Component coverage across products:

  • DayLog alone: 6 of 23 components (26%)
  • Cedar Ops alone: 22 of 23 components (96%)
  • Combined: 22 of 23 components (96%) — only Data Grid absent, deferred to v3

AI-assisted development:

  • Dual Claude Code sessions running simultaneously (Figma + React)
  • Lovable for rapid dashboard prototyping, Claude Code for system integration
  • Figma MCP integration for direct file reading during implementation
  • Scope enforcement via standing instructions in Claude Code sessions

Reflection

What worked well:

Building the documentation site as a Cedar artifact — not just a reference, but a product that uses the system — was the single most effective decision of the project. It collapsed the gap between “here’s what the system looks like” and “here’s proof it works” into one URL.

The dual-session Claude Code workflow was surprisingly effective. Having one session focused on Figma design refinements while another built React components created a parallel pipeline that wouldn’t have been possible solo. The standing instruction pattern — telling Claude Code to enforce scope boundaries and redirect feature creep — was essential for staying on schedule.

The Lovable-to-Claude Code handoff for Cedar Ops worked better than expected. Lovable’s strength is speed: getting a credible layout with realistic mock data fast. Claude Code’s strength is precision: replacing every default component with the real thing. Using each tool for what it does best, rather than trying to make one tool do everything, was the right call.

The token architecture proved itself during the mid-project color palette revision. Repointing the brand primary, secondary, and accent colors across the entire system required changing semantic token assignments and nothing else. Zero component logic was affected. That’s the promise of token-based design; this project generated the evidence.

What I’d do differently:

Plan for the Data Grid’s implementation complexity earlier. It’s the one component that exists in Figma but hasn’t shipped as a React implementation, and its absence is visible in Cedar Ops (which uses a styled HTML table as a workaround). Starting the React implementation sooner, even as a simplified v1, would have closed the one remaining gap.

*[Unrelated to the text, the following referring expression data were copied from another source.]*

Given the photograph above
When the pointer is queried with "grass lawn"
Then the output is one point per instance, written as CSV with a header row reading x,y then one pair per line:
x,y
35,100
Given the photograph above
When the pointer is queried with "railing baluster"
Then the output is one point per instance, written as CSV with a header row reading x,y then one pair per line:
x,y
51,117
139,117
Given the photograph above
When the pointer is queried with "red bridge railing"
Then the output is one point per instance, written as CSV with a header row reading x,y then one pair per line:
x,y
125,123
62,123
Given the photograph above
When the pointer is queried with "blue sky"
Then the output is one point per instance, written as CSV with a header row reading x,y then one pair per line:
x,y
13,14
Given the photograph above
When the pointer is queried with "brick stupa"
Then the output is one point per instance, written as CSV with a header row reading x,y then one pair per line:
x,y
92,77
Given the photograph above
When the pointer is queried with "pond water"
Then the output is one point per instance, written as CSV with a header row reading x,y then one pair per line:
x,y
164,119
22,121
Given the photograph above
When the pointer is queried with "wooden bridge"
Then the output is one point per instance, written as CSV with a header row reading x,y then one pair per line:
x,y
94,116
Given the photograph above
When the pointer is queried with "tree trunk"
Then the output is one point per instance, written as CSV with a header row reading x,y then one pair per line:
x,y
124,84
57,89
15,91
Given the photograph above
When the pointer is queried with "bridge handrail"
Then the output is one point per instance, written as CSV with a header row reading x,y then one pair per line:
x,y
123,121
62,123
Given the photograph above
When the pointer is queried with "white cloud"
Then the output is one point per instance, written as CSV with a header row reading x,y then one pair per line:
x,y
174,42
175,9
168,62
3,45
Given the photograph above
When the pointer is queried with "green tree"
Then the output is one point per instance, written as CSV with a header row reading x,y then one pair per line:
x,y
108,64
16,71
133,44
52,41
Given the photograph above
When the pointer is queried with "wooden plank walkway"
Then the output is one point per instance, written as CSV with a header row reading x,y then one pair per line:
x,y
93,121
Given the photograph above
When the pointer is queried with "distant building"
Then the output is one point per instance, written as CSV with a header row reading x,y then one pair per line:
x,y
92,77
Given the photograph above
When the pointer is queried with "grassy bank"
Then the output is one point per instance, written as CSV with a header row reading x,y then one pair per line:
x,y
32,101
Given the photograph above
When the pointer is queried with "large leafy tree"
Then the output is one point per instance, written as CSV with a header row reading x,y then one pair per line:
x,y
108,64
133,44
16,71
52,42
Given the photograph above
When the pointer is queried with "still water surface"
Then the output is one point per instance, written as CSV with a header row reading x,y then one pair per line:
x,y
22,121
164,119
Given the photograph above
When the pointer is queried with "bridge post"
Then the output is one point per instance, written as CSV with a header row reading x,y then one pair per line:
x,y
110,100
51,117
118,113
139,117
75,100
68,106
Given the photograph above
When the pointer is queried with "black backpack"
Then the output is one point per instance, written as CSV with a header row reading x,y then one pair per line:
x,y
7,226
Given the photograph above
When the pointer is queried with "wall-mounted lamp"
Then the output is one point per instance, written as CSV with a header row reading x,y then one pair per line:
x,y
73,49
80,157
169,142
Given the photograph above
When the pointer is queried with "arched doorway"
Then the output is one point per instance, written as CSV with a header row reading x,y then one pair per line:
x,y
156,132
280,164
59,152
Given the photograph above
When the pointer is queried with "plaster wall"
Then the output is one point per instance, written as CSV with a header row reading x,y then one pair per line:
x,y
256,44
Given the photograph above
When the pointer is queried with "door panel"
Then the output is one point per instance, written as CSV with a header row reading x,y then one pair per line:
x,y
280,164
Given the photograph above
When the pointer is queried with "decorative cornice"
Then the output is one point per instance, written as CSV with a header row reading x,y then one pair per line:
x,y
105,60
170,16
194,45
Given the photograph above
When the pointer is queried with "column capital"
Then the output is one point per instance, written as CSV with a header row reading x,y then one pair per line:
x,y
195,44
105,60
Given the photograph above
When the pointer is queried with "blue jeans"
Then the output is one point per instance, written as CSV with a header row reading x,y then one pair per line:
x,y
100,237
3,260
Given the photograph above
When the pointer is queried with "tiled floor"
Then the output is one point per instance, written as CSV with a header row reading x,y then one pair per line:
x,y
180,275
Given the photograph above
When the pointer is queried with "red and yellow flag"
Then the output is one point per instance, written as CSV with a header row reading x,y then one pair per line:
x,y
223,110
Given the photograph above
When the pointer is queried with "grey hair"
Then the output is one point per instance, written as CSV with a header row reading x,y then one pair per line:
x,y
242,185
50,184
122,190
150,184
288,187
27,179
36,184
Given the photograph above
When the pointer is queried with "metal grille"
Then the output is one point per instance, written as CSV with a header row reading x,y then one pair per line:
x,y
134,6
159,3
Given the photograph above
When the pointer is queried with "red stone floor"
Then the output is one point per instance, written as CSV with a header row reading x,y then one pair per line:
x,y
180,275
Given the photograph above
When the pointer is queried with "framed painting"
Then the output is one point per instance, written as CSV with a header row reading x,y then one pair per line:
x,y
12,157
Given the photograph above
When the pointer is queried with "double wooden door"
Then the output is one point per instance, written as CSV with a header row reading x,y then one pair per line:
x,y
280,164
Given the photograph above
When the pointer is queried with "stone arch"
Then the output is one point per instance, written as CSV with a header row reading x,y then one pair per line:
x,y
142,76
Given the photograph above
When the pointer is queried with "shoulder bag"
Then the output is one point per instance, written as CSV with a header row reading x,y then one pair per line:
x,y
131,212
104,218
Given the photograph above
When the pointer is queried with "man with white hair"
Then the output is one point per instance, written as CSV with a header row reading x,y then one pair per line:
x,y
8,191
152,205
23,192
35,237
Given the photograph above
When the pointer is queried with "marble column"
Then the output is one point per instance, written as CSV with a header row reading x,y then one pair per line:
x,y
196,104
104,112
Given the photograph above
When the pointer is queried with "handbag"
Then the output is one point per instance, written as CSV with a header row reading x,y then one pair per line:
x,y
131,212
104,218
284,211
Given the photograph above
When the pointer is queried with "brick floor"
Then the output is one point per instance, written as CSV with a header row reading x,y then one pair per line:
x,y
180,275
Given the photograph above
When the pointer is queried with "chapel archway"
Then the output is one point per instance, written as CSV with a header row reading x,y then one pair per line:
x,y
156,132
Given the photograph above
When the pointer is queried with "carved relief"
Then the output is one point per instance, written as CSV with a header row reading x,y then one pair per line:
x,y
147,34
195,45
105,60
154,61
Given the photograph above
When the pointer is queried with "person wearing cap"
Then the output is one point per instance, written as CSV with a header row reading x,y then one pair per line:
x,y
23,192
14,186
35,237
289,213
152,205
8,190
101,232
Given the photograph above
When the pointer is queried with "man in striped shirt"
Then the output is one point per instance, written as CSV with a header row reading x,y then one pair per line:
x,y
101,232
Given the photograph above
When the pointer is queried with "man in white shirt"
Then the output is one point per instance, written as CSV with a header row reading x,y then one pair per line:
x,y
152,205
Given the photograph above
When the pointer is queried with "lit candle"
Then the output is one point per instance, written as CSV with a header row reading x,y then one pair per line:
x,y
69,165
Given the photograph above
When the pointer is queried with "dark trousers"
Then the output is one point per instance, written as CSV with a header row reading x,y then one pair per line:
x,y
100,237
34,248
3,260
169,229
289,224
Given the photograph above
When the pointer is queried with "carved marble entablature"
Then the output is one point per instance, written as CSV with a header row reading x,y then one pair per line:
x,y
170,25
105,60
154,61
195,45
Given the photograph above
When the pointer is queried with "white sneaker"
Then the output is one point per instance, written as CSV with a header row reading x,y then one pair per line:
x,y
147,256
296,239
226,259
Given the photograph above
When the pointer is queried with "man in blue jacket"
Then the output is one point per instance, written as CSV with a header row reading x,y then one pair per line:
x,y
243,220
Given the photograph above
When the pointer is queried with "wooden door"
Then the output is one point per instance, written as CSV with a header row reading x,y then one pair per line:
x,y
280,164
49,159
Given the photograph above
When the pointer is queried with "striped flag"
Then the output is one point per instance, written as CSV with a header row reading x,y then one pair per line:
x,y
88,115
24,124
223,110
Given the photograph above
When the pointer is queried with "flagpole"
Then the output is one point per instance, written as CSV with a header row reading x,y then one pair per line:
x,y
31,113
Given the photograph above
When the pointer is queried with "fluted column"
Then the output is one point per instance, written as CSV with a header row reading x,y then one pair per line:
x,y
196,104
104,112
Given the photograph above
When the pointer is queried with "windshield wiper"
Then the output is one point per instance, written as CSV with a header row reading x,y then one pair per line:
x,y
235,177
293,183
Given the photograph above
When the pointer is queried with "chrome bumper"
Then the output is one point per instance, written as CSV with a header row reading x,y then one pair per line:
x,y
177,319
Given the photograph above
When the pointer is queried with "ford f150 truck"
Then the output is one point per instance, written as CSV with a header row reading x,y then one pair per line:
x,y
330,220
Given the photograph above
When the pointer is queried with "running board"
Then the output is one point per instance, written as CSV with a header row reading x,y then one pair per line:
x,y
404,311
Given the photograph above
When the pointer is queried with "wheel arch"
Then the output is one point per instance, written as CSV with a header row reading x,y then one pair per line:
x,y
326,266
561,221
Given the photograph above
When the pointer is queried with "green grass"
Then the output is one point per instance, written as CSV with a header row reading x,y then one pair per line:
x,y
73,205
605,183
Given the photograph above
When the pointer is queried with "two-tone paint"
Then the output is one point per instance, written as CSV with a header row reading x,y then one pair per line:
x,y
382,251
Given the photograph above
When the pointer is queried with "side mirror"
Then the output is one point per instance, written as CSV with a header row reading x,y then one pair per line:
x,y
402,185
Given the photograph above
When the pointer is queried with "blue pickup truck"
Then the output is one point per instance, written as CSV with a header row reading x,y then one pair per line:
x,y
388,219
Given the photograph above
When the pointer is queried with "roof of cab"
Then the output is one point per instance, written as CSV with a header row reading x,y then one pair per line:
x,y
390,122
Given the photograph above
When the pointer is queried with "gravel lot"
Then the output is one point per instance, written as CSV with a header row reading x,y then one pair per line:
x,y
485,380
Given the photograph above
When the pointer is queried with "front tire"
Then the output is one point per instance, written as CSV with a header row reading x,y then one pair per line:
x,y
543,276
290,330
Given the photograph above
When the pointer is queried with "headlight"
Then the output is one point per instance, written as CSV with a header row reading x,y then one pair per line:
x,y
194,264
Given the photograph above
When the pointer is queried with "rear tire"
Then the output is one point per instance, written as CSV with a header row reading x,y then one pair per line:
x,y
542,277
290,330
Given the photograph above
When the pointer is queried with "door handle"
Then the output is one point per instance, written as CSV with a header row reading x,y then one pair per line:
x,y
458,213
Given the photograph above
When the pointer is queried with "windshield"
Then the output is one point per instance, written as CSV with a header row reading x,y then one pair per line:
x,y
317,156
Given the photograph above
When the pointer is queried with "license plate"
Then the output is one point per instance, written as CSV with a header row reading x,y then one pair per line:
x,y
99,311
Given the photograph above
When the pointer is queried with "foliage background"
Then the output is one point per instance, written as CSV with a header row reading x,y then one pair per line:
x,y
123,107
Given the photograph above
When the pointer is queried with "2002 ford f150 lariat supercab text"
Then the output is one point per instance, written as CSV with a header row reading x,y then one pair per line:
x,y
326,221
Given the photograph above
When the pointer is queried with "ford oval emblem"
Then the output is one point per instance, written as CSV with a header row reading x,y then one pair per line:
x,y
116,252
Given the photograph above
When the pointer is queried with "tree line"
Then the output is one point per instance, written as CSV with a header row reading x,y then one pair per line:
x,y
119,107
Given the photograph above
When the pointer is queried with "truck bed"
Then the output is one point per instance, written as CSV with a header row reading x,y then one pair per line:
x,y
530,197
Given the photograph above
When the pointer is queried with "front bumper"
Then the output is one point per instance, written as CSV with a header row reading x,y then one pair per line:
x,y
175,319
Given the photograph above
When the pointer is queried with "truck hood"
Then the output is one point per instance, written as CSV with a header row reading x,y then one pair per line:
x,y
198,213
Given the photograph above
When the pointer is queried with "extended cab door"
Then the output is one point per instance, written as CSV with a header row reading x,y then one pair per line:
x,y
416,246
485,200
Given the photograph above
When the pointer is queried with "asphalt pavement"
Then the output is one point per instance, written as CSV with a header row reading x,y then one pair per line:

Establish custom domains from the start rather than relying on Vercel’s auto-generated URLs. The deployment names are functional but not portfolio-ready — a small detail that’s easy to overlook during a build sprint and mildly annoying to fix afterward.

Invest more time in the DayLog refinement. As the first product built on Cedar, DayLog proved the system works in a mobile PWA context, but its narrow component usage (6 of 23) means it tells a limited story compared to Cedar Ops. Given more time, expanding DayLog’s feature set to exercise more of the system — or building it after Cedar Ops rather than before — would have made both artifacts stronger.